LE MIRAGE DE LA SIMPLIFICATION, ou comment alourdir encore les obligations des petites entreprises.
Par CM&B AVOCATS.
L’Ordonnance du 12 juillet 2017 institue des mesures d’allégement pour les rapports de gestion des sociétés relevant de la catégorie des petites entreprises.
Mais un mois plus tôt, le Décret du 12 juin 2017 avait définitivement créé le registre des bénéficiaires effectifs, une nouvelle obligation qui concerne la quasi totalité des sociétés françaises.
Une simplification dérisoire :
L’ordonnance du 12 juillet, prise en application de la « loi Sapin 2 » simplifie à la marge les rapports de gestion des petites entreprises.
Elles n’auront plus à exposer dans leur rapport de gestion les activités de la société en matière de recherche et de développement ni à y mentionner leurs succursales. En revanche, elles resteront tenues de présenter la situation de la société durant l’exercice écoulé, son évolution prévisible, ainsi que les événements importants survenus entre la date de la clôture de l’exercice et la date à laquelle le rapport est établi (C. com., art. L. 232-1, V créé par Ord. n° 2017-1162, art. 13).
Les informations suivantes n’auront plus à figurer dans le rapport de gestion des petites entreprises (C. com., art. L. 225-100-1, I, al. 9 créé par Ord. n° 2017-1162, art. 8) :
– indicateurs clefs de performance de nature non financière ayant trait à l’activité spécifique de la société, notamment les informations relatives aux questions d’environnement et de personnel ;
– indications sur les objectifs et la politique de la société concernant la couverture de chaque catégorie principale de transactions prévues pour lesquelles il est fait usage de la comptabilité de couverture, ainsi que sur son exposition aux risques de prix, de crédit, de liquidité et de trésorerie. Ces indications comprennent l’utilisation par l’entreprise des instruments financiers.
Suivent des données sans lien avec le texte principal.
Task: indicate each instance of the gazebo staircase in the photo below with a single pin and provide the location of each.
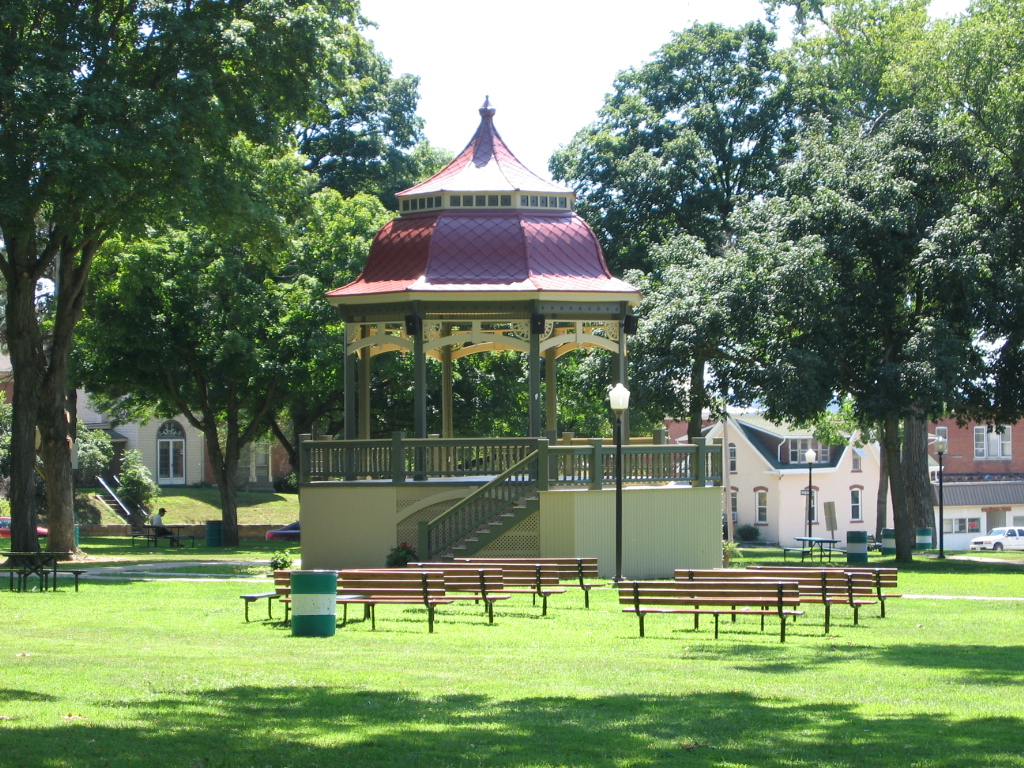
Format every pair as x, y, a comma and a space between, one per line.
485, 514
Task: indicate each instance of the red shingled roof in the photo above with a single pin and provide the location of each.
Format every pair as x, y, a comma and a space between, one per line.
485, 250
485, 164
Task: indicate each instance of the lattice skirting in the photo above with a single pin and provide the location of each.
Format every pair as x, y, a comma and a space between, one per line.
522, 541
409, 530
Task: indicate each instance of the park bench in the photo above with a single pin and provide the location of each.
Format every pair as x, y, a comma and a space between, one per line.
524, 577
825, 586
730, 597
882, 580
470, 582
372, 587
574, 569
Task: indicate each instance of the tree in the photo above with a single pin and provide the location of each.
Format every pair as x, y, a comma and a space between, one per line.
201, 323
331, 250
870, 264
372, 141
681, 141
109, 113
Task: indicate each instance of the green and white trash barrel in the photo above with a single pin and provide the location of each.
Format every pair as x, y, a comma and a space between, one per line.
856, 546
214, 532
888, 541
313, 604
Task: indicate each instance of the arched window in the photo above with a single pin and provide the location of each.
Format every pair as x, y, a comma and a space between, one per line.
171, 454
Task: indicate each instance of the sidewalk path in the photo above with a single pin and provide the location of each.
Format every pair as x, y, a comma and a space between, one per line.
159, 571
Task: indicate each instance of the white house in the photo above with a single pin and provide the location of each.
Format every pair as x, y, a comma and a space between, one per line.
767, 471
172, 449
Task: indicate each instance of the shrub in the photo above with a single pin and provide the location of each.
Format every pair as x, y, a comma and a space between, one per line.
95, 450
137, 486
289, 484
283, 560
401, 555
748, 532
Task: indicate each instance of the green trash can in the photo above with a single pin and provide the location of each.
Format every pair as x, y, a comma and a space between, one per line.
214, 532
313, 602
888, 541
856, 547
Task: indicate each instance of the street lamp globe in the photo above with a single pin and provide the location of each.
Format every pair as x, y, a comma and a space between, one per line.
619, 397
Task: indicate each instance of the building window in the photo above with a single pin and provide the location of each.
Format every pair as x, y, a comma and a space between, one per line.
991, 443
967, 524
170, 454
761, 507
858, 460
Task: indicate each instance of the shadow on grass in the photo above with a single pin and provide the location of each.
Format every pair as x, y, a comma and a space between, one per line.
301, 726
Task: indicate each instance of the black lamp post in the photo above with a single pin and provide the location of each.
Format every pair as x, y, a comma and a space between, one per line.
940, 451
619, 397
809, 456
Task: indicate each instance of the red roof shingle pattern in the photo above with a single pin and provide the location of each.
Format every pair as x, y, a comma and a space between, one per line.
484, 250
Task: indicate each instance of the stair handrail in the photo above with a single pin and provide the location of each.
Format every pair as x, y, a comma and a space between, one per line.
123, 512
478, 508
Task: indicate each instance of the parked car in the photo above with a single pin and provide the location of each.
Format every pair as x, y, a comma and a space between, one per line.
999, 539
5, 528
288, 534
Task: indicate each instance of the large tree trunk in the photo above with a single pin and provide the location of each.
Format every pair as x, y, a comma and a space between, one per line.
224, 463
902, 520
698, 398
29, 366
54, 421
919, 485
882, 500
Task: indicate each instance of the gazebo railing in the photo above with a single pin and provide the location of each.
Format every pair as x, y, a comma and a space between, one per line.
402, 460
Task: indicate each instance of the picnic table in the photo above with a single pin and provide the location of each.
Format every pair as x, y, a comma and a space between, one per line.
825, 546
26, 564
153, 537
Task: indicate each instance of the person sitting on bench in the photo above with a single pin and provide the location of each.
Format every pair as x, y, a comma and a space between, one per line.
158, 522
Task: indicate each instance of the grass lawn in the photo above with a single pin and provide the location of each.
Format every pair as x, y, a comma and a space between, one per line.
166, 673
195, 506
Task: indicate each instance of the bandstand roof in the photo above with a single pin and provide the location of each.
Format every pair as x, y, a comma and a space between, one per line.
485, 228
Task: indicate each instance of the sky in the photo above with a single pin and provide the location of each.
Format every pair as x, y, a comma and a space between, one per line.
546, 65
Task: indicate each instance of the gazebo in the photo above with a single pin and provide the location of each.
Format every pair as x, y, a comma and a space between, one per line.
487, 256
484, 256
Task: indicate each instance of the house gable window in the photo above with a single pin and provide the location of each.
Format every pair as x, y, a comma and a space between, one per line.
992, 443
171, 454
856, 505
761, 506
La création d’un registre des bénéficiaires effectifs des sociétés non admises aux négociations sur un marché réglementé :
Les sociétés et autres personnes morales immatriculées au RCS, établies sur le territoire Français, si leurs titres ne sont pas admis aux négociations sur un marché réglementé, devront déposer au Greffe un document identifiant leurs bénéficiaires effectifs (décret n° 2017-1094). Cette obligation résulte d’une ordonnance n° 2016-1635, du 1er décembre 2016 (C. mon. fin., art. L. 561-46 et s.).
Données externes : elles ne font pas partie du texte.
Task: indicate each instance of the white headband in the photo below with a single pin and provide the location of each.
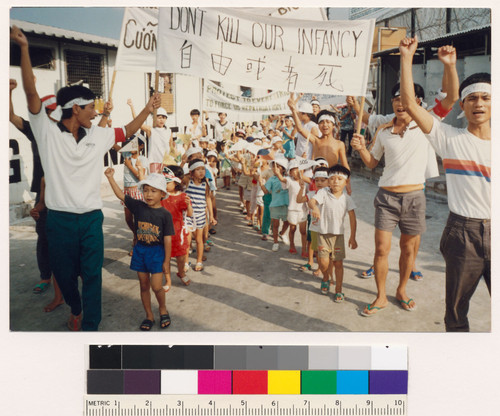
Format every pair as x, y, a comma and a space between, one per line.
326, 117
57, 113
321, 174
196, 165
342, 175
477, 87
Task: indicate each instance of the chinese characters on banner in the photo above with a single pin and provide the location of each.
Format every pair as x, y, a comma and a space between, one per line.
226, 45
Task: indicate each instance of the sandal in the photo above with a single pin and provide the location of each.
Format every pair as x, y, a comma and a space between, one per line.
325, 287
75, 323
185, 280
40, 288
368, 273
408, 308
165, 321
339, 297
146, 325
417, 276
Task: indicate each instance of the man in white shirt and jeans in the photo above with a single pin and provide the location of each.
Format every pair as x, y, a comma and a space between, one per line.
466, 154
72, 152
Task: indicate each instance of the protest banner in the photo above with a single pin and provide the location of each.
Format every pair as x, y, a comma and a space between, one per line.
216, 98
271, 53
138, 40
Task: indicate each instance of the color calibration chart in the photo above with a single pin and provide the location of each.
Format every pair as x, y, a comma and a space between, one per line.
163, 380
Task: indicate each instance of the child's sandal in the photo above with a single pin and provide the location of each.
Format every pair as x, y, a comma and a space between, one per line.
325, 287
185, 280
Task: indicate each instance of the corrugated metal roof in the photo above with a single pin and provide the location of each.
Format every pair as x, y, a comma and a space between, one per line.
56, 32
438, 38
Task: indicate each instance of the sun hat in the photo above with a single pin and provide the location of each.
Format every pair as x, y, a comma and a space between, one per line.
155, 180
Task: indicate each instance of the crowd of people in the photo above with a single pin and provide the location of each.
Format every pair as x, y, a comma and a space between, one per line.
292, 173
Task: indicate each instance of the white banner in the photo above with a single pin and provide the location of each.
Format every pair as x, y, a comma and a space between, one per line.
217, 99
138, 40
329, 57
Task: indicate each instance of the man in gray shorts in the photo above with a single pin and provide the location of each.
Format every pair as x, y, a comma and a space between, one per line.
400, 200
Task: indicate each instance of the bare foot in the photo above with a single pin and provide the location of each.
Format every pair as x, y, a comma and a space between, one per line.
53, 305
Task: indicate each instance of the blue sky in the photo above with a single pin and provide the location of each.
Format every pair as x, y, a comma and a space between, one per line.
101, 21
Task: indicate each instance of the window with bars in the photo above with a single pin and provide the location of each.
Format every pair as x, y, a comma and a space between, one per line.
86, 67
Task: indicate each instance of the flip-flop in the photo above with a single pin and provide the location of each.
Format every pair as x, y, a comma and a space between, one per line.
407, 303
417, 276
146, 325
165, 321
339, 297
368, 273
370, 308
185, 280
40, 288
325, 287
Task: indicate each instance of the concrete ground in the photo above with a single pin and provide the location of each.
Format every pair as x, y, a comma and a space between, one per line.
247, 287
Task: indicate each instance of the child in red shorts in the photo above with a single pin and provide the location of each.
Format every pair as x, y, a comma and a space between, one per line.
179, 205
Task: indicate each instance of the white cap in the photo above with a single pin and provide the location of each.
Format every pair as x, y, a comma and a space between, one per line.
161, 112
281, 161
193, 150
305, 108
293, 164
155, 180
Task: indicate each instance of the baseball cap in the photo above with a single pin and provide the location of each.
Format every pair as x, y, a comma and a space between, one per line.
155, 180
305, 108
49, 102
161, 112
193, 150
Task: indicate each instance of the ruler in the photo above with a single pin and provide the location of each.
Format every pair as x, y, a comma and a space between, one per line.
245, 405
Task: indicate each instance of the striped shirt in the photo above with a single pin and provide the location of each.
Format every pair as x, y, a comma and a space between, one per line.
197, 193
Concrètement, une formalité supplémentaire de dépôt auprès du greffe du tribunal de commerce doit être réalisée à l’occasion d’une création ou d’une modification depuis le 1er août 2017.
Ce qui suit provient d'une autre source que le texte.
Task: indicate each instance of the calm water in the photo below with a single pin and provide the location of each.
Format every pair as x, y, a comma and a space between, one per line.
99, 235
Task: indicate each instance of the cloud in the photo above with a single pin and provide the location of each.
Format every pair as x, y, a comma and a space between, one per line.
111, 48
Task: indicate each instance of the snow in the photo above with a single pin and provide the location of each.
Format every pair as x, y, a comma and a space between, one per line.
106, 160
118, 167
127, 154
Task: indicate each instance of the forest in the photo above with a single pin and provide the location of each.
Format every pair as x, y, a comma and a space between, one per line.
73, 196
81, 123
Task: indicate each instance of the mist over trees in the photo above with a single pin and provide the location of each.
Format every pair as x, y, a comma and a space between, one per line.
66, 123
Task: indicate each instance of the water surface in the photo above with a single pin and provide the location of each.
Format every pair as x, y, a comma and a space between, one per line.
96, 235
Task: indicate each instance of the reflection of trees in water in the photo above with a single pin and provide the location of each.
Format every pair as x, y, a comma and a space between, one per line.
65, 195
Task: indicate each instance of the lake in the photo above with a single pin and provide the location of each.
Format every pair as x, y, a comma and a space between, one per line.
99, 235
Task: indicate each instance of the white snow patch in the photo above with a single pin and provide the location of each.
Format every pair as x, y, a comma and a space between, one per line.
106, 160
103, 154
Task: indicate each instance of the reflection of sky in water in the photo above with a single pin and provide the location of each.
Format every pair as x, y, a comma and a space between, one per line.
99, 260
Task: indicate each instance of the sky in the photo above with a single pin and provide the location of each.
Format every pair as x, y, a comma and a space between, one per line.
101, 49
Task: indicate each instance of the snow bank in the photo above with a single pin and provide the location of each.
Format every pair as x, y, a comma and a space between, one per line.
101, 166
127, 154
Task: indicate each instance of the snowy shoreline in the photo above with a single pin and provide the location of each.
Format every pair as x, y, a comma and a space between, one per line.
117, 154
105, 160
Toutes les sociétés créées avant le 1er août 2017 devront avoir transmis au greffe le document identifiant leurs bénéficiaires effectifs avant le 1er avril 2018.
Naturellement, ce dépôt n’est pas gratuit: le coût du dépôt au greffe du document sur les bénéficiaires effectifs est fixé à 19,76 euros, pour les sociétés immatriculées depuis le 1er août 2017, et à 39,52 euros pour les sociétés immatriculées avant cette date.
Souvenons nous que le précédent gouvernement avait obtenu dans la tourmente une baisse des tarifs du greffe, en particulier d’environ 2 euros pour le dépôt des comptes, et de 40 euros pour une constitution de SARL et de SAS avec activité…
Le Président du Tribunal de commerce informe le procureur du non respect de cette nouvelle obligation et prononcera une astreinte.
Si le législateur n’a fait qu’intégrer dans notre droit la Directive 2015/849 du Parlement européen du 5 juin 2015 relative à la prévention de l’utilisation du système financier aux fins du blanchiment de capitaux ou du financement du terrorisme, objectif certes louable, nos entreprises se seraient bien passées de cette nouvelle obligation, éloignant encore l’objectif de simplification martelé depuis des décennies.